From 11am to 3pm, Wednesday to Saturday, anyone can take a seat and choose from Indigenous dishes such as beiju and chibé (a savoury cake and a thick soup, both made from cassava flour), roasted fish, moqueca (a type of fish stew) and maniwara ants.
But those in charge avoid calling Biatüwi a restaurant. The purpose of the space, they emphasise, goes beyond that. “A restaurant, from our point of view, produces food to satisfy people’s hunger. Not here,” says João Paulo. “We want to satisfy hunger but we also want to satisfy the thirst for knowledge.”
Those who sit down at the table usually hear explanations about the ingredients, the methods of preparation and the care involved. At Bahserikowi, food is a part of the same process of care that takes place in the treatment rooms – a learning experience about the body, the territory and the relationship with the forest, even in an urban context.

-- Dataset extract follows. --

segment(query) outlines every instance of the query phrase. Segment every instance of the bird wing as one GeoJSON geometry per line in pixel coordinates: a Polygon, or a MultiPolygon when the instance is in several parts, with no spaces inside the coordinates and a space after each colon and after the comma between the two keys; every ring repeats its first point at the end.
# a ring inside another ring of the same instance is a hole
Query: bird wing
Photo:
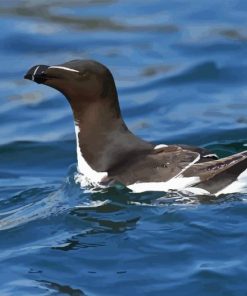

For example, before being prepared, the fish and meat undergo a process of cleaning and protection. “This care is not only about hygiene,” says João Paulo. “It is a ritual that prepares the body to receive what comes from the forest without causing illness.”
Indigenous women and care
All the specialists carrying out Bahserikowi’s consultations currently happen to be men. But the knowledge underpinning these practices is also shared and passed on by women, through oral tradition and daily life in the Indigenous territories of the peoples of Alto Rio Negro. “I grew up watching my grandmother, my aunts and my mother providing this care,” says one of Bahserikowi’s managers, Carla Wisu, of the Desana people.
She recalls her grandmother supporting pregnant women and identifying signs of illness even before they physically manifested. But, she says, these roles have historically been rendered invisible: “Women have always been treated as an afterthought.”
For this reason, Wisu advocates turning the medical centre into a place for training and empowering Indigenous female leaders involved in healthcare: “Women have always looked after people’s health. Now they also need to be in decision-making spaces, speaking out, researching and leading.”
Wisu is studying for a master’s degree in social anthropology at the Federal University of Amazonas and researching Indigenous medicine from women’s perspectives. The latter subject has barely been explored by both non-Indigenous researchers and Indigenous men.
“We’re not going to academia to seek validation. It’s to document, engage in dialogue and speak from our own perspective,” says Wisu.
Amidst the challenges of this urban context and the fast pace of city life in Manaus, bahsese continues to be practised and is gaining followers. Ancestral knowledge has not been restricted to its territory of origin, but has found another place in the city to continue existing – as a practice of care, cultural affirmation and Indigenous resistance in the Amazon.